A new FootballScoop study found that quarterbacks, defensive backs and wide receivers account for the largest percentage of current FBS head coaches.
|Quarterback||39||30.5%||Kliff Kingsbury, Steve Spurrier, Chris Petersen|
|Defensive back||28||21.9%||Nick Saban, Urban Meyer, Frank Beamer|
|Wide receiver||17||13.3%||David Shaw, Art Briles, Gus Malzahn|
|Linebacker||16||12.5%||Brian Kelly, Pat Fitzgerald, Kevin Sumlin|
|Offensive line||12||9.4%||Les Miles, Gary Andersen, Kevin Wilson|
|Did not play||10||7.8%||Mike Leach, David Cutcliffe, Paul Johnson|
|Tight end||5||3.9%||Gary Pinkel, Dan Mullen, Al Golden|
|Defensive line||4||3.1%||Bret Bielema, Steve Addazio, Matt Campbell|
|Running back||3||2.3%||Frank Solich, Terry Bowden, Dino Babers|
There are some fun trends to be found inside the study. For instance, all three former running backs turned FBS head coaches reside at MAC schools – Ohio’s Frank Solich, Bowling Green’s Dino Babers and Akron’s Terry Bowden. But maybe there is something more substanial we can glean here, too.
First, we must acknowledge that this study is a mere snapshot in time and a servant to circumstances. It is a study of all 128 FBS head coaches, yes, the 128 men who happen to be head coaches at this moment. It is not a study of the best 128 coaches in college football, just the ones who happen to hold those 128 jobs. As the census of the group changes next year, and the year after that, and the year after that, the numbers will change accordingly.
With that out of the way, perhaps there is something to be learned here after all. It’s not surprising to see quarterbacks lead the pack by a substanial margin. It is the ultimate leadership position, after all. Many leaders become quarterbacks, and many quarterbacks become leaders. Either way, they often end at the same destination. Nor is it surprising to see running backs and tight ends at the bottom of the list. Running back in particular is the closest thing the game has to a plug-and-play position, and both typically represent just 1 of the 22 players on the field. It’s a numbers game. Another example of the circumstances that affect this list. One of the most prominent college coaches for the past two decades until his recent change in status – Mack Brown – was a running back in another life. However, the numbers also say that, if your end goal is to become a head coach at the highest level of college football, you’re better off not playing entirely than playing tight end, defensive line or running back.

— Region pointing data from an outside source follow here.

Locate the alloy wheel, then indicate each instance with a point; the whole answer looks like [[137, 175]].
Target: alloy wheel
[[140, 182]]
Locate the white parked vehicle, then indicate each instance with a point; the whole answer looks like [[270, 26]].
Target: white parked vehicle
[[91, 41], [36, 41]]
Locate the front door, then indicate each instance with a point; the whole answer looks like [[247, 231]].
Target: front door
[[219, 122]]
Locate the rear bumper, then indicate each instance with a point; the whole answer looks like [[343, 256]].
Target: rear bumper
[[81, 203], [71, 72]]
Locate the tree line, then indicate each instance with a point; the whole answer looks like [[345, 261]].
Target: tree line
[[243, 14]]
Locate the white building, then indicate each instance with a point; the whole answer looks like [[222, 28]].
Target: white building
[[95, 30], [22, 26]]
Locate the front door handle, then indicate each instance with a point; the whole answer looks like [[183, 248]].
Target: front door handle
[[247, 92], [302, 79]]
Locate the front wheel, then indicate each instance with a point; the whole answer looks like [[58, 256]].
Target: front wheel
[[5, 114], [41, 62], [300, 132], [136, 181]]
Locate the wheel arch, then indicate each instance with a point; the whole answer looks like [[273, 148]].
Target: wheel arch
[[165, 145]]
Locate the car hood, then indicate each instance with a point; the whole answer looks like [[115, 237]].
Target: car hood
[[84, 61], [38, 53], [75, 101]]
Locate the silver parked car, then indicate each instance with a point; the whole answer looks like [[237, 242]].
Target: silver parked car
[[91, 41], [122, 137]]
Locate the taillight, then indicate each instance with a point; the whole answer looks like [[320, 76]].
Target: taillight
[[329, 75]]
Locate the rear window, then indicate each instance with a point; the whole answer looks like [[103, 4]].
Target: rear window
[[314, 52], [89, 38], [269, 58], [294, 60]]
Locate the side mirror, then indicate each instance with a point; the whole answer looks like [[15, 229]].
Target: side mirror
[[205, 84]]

Next to quarterbacks, defensive backs, wide receivers and linebackers most consistently turned into head coaches. If we were to play armchair psychologists, perhaps there is something about those positions that breed head coaching candidates. Maybe the nature of their positions – on the perimeter of the play, with the ability to see how action at the first level affects the second and third levels, and vice versa – creates a coach with a global understanding of the game.
This, by the way, should make Kansas State’s Bill Snyder and Louisiana-Lafayette’s Mark Hudspeth extra prepared for the duties of the job. Each played quarterback and defensive back in college.